The equation of state of (KAl3Si3O10(OH)(2)) muscovite has been measured to 20 GPa using X ray diffraction through the diamond anvil cell. The isothermal bulk modulus (K-0T) Of muscovite is 61.4 (+/-4.0) GPa with a pressure derivative of 6,9 (+/-1.4), in good agreement with Brillouin spectroscopic and shock wave measurements. Above 18 GPa at room temperature, muscovite loses its long-range crystalline order and amorphizes near 27 GPa The phase diagram of muscovite between 2 and 22 GPa at approximately 800 degrees C has been investigated using the laser-heated diamond anvil cell. Between 1.8 and 3.7 GPa, muscovite transforms into an assemblage containing KAlSi3O8-sanidine, Al2O3-corundum, H2O, and cymrite-structured KAlSi3O8.H2O, consistent with previous piston-cylinder studies.
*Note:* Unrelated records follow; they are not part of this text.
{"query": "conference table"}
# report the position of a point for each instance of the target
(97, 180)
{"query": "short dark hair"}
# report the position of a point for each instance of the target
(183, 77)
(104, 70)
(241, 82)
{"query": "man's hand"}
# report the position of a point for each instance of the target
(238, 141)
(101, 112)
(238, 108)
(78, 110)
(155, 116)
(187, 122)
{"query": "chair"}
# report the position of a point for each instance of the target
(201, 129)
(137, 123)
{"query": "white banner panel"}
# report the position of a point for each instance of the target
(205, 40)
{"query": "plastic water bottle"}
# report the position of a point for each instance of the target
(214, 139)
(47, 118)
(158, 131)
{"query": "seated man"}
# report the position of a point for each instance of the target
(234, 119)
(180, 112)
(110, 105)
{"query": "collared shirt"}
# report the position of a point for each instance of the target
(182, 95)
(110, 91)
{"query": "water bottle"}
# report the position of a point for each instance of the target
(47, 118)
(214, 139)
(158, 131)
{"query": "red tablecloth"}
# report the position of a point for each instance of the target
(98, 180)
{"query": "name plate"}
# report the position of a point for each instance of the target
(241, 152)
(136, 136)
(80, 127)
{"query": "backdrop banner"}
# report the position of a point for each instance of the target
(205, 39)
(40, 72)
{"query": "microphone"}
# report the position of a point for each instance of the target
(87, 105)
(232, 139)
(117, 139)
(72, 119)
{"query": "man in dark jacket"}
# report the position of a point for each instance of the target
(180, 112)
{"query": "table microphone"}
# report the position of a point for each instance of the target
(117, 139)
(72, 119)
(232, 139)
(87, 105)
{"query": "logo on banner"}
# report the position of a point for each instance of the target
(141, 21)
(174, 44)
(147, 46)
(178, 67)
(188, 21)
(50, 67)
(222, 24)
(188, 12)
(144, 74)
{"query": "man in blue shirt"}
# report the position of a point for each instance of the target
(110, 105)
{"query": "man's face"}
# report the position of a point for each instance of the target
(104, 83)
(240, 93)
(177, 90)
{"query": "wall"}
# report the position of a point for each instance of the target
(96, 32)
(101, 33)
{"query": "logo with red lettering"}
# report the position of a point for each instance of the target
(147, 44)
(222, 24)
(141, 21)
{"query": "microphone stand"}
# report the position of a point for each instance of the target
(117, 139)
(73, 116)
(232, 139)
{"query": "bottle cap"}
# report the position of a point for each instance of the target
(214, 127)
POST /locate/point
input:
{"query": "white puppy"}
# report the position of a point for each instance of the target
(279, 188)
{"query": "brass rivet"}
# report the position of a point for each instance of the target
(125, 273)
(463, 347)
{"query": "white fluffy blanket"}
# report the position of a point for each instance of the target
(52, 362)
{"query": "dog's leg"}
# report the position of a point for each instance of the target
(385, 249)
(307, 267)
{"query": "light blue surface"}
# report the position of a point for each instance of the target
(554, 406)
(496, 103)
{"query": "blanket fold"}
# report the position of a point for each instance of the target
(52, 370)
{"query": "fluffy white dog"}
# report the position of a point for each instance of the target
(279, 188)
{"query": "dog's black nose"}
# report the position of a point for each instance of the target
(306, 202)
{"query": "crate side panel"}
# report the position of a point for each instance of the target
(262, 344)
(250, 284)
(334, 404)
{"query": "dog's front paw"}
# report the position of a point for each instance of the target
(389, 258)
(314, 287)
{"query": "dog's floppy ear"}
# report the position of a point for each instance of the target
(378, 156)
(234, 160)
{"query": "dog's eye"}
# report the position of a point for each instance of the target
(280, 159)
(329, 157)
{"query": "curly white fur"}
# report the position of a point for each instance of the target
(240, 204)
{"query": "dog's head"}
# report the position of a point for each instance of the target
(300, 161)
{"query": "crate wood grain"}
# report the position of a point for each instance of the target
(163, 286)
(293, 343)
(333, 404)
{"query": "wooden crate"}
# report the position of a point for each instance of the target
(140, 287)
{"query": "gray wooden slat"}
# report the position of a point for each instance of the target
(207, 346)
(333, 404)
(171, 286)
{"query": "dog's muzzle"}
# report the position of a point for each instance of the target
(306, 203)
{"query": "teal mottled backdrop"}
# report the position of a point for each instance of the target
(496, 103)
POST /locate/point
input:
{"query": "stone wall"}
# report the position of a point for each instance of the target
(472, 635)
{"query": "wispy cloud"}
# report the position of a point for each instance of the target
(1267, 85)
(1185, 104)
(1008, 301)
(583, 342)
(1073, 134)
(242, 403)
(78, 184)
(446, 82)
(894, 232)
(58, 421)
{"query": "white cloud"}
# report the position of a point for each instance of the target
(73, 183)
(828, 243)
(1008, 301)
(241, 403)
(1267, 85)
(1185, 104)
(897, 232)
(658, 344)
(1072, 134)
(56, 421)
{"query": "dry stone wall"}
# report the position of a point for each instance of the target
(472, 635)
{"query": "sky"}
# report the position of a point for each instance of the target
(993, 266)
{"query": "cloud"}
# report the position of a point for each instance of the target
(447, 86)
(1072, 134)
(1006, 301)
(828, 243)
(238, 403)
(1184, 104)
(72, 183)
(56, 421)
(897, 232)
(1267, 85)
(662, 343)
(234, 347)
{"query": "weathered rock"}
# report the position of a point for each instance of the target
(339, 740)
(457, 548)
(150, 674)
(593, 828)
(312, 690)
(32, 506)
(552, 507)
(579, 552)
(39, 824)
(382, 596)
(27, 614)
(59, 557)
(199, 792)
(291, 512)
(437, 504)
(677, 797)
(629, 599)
The K-cymrite phase appears to persist metastably to greater than 10 GPa Between 3.7 and 4.0 GPa, muscovite breaks down to wadeite-structured K2Si4O9, Al2SiO5-kyanite, Al2O3-corundum, and H2O, and between 10.9 and 12.0 GPa, muscovite transforms to an assemblage containing hollandite-structured KAlSi3O8, Al2O3-corundum, and H2O: this assemblage remains stable to at least 21 GPa. In accord with previous work on granitic and K-feldspar-phlogopite systems our results indicate that muscovite may transform into the hydrous phase K-cymrite under deep crustal PT conditions.